Sigmund Freud
Though only mentioned occasionally throughout the essay, Austrian psychologist Sigmund Freud is an integral character in Mulvey’s essay. It is his theories of symbolic castration, eroticization, and fetishization with which Mulvey formulates her approach, and she does so through the lens of psychoanalysis, a school of thought which Freud developed himself. Instead of referring back to Freud repeatedly, Mulvey expands and stretches his work and relegates the man to a background role. She does this in part to appeal to her scholarly feminist audience, readers who would already be familiar with psychoanalysis as a discipline but who may not yet have seen it applied in a politically active way.
Jacques Lacan
Mulvey also refers frequently to Jacques Lacan, an influential French psychologist who was inspired by Freud and his theories. As she writes, it was Lacan who theorized the importance of a child recognizing themselves in a mirror for the first time, and Mulvey relates this "mirror stage" back to the cinematic experience.
Marilyn Monroe
To demonstrate her theories of symbolic female castration and the objectification of women in film, Mulvey turns briefly towards Marilyn Monroe. More than anyone else of her era, American actress and singer Marilyn Monroe was seen as a sex symbol. She was widely acclaimed for her beauty and sensuality, and Mulvey discusses how this was captured on film.

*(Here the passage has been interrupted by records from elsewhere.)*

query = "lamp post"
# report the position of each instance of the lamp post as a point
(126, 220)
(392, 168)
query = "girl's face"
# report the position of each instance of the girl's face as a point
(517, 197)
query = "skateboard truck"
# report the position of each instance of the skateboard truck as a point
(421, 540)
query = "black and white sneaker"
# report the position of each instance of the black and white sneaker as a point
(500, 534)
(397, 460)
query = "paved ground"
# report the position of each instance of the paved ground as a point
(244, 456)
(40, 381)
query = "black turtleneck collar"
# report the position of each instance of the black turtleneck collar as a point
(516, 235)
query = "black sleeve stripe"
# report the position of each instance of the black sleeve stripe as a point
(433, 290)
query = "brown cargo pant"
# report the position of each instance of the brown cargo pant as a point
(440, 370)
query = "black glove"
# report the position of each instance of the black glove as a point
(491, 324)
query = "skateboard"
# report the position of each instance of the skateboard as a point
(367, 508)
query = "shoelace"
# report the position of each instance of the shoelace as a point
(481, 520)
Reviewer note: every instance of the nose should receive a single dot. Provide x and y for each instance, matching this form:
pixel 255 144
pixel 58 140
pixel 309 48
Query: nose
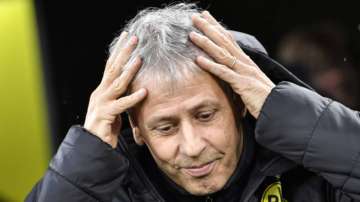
pixel 192 143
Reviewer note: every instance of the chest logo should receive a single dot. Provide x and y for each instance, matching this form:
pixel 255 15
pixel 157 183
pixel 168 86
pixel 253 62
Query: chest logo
pixel 273 193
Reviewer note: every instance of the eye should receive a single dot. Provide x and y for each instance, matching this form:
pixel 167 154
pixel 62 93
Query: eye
pixel 206 115
pixel 166 128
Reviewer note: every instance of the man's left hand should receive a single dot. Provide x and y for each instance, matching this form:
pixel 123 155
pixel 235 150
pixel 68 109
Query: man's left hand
pixel 230 63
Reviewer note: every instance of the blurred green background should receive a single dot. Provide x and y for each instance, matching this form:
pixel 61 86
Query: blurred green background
pixel 24 152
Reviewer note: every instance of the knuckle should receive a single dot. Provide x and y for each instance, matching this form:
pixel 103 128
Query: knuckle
pixel 223 56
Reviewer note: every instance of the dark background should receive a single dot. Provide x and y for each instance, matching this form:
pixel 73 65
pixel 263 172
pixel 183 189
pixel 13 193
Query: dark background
pixel 75 36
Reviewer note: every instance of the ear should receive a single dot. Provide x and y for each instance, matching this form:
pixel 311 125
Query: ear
pixel 136 133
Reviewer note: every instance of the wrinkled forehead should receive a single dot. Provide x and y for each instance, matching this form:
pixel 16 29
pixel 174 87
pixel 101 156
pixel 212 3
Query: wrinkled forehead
pixel 167 79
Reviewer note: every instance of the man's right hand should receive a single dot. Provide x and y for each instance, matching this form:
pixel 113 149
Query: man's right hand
pixel 107 101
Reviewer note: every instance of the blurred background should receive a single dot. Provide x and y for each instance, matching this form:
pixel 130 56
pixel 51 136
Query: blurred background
pixel 52 54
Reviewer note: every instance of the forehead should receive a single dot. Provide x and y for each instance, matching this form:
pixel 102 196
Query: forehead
pixel 191 91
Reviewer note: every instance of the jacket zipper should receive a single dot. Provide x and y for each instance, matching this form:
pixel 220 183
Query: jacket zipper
pixel 209 199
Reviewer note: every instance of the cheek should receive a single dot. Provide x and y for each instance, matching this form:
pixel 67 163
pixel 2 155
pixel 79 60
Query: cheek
pixel 163 149
pixel 223 134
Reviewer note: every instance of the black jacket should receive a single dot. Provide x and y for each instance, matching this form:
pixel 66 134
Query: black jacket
pixel 306 148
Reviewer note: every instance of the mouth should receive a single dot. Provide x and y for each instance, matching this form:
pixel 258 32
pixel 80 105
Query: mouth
pixel 200 171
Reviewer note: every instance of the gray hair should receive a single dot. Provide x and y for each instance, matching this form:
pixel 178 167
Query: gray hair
pixel 163 43
pixel 164 46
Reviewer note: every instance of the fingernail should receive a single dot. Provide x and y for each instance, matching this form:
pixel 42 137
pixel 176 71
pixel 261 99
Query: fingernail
pixel 194 34
pixel 205 12
pixel 133 39
pixel 195 15
pixel 142 91
pixel 200 58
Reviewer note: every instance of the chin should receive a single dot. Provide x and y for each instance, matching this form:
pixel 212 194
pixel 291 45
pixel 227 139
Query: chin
pixel 204 187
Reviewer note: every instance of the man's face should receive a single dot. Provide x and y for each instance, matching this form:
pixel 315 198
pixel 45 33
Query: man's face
pixel 191 132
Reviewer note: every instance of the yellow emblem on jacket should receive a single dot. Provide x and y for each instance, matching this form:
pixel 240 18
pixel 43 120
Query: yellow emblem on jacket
pixel 273 193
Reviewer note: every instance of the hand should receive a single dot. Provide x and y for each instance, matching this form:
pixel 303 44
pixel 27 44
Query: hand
pixel 103 116
pixel 230 63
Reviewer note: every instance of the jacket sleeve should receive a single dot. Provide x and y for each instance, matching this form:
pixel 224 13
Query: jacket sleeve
pixel 84 169
pixel 320 134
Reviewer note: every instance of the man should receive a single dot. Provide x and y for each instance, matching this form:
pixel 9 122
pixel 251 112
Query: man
pixel 196 101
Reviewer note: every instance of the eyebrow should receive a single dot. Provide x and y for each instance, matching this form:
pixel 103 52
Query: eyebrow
pixel 196 107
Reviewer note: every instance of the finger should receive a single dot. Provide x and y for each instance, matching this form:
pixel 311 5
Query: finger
pixel 219 54
pixel 119 62
pixel 124 103
pixel 116 49
pixel 219 38
pixel 218 70
pixel 216 35
pixel 207 16
pixel 120 84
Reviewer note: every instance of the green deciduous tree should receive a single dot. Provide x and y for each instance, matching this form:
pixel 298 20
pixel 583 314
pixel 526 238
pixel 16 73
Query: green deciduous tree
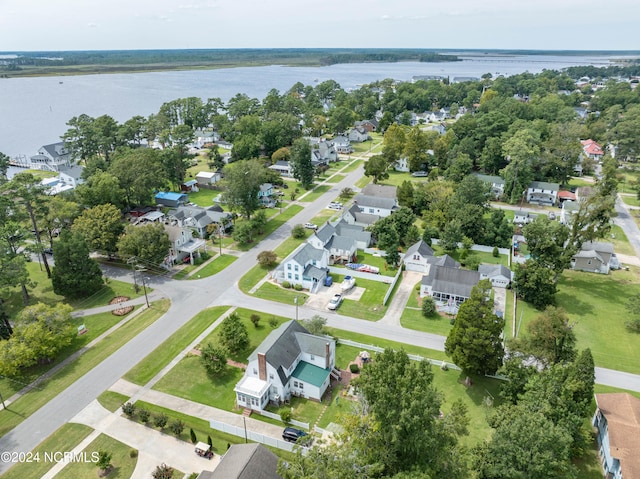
pixel 148 243
pixel 242 180
pixel 303 169
pixel 535 284
pixel 233 334
pixel 474 342
pixel 101 226
pixel 75 274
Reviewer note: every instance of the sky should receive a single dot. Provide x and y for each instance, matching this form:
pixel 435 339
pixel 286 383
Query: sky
pixel 51 25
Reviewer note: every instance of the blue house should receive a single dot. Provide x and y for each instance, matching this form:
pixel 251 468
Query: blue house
pixel 173 200
pixel 617 420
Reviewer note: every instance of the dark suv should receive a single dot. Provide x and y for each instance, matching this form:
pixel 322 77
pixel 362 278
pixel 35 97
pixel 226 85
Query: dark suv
pixel 292 434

Starring in such films as To Have or Have Not and The River of No Return, Monroe’s body was displayed as though it was detached from her personhood and personality. As a result, her characters became targets for male desire and the male gaze, leaving Monroe “isolated, glamorous, on display, sexualized” (810).
Josef von Sternberg
Mulvey argues that Austrian-American director Josef von Sternberg's directorial and technical style focuses on the physicality of his female characters—both in the gaze of his male characters, and for male film-goers. According to Mulvey, Sternberg does not filter his erotic subjects through the male gaze but instead cultivates an erotic relationship between the woman on screen and the audience themselves.
Alfred Hitchcock
Mulvey’s second directorial exemplar of sexist cinematic practice is British-American director Alfred Hitchcock. She analyzes Vertigo and Rear Window and concludes that unlike Sternberg, Hitchcock creates a screen space where "the male protagonist does see precisely what the audience sees" (813). The gaze therefore becomes bonded between the actor and the spectator. This is tied to what Mulvey sees as a voyeuristic complex and is further wrapped into the imbalance of power between male and female characters in film.